Mr Krause advises that users should use the ‘Open in Browser’ setting that most in-app browsers have. If that option is not available, they will have to copy and paste the URL into a separate browser. Using Facebook and Instagram on the web, rather than through their apps, also avoids these issues.

Smartphone companies have been implementing methods to block websites from tracking users around the web. In April last year Apple introduced iOS 14.5 with App Tracking Transparency, or ATT.

The feature forces developers to ask permission to see the unique identifier that had until recently been used to track phones and their users as they move between different apps.

Given most users are not likely to give the explicit consent to tracking, the move has brought significant changes to advertising companies.

According to Meta CFO Dave Wehner, “the impact of iOS overall” cost Meta “on the order of $10 billion” in 2022.

In a statement, Meta said that injecting tracking code obeyed users’ preferences and was only used to aggregate data.

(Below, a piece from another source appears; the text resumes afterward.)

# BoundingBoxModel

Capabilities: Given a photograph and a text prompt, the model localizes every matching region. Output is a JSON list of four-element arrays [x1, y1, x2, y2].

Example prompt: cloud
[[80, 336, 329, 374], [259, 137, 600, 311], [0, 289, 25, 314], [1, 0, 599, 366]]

“We intentionally developed this code to honour people’s [Ask to track] choices on our platforms,” a spokesperson said. “The code allows us to aggregate user data before using it for targeted advertising or measurement purposes. We do not add any pixels. Code is injected so that we can aggregate conversion events from pixels”, a spokesperson told The Guardian.

“For purchases made through the in-app browser, we seek user consent to save payment information for the purposes of autofill.”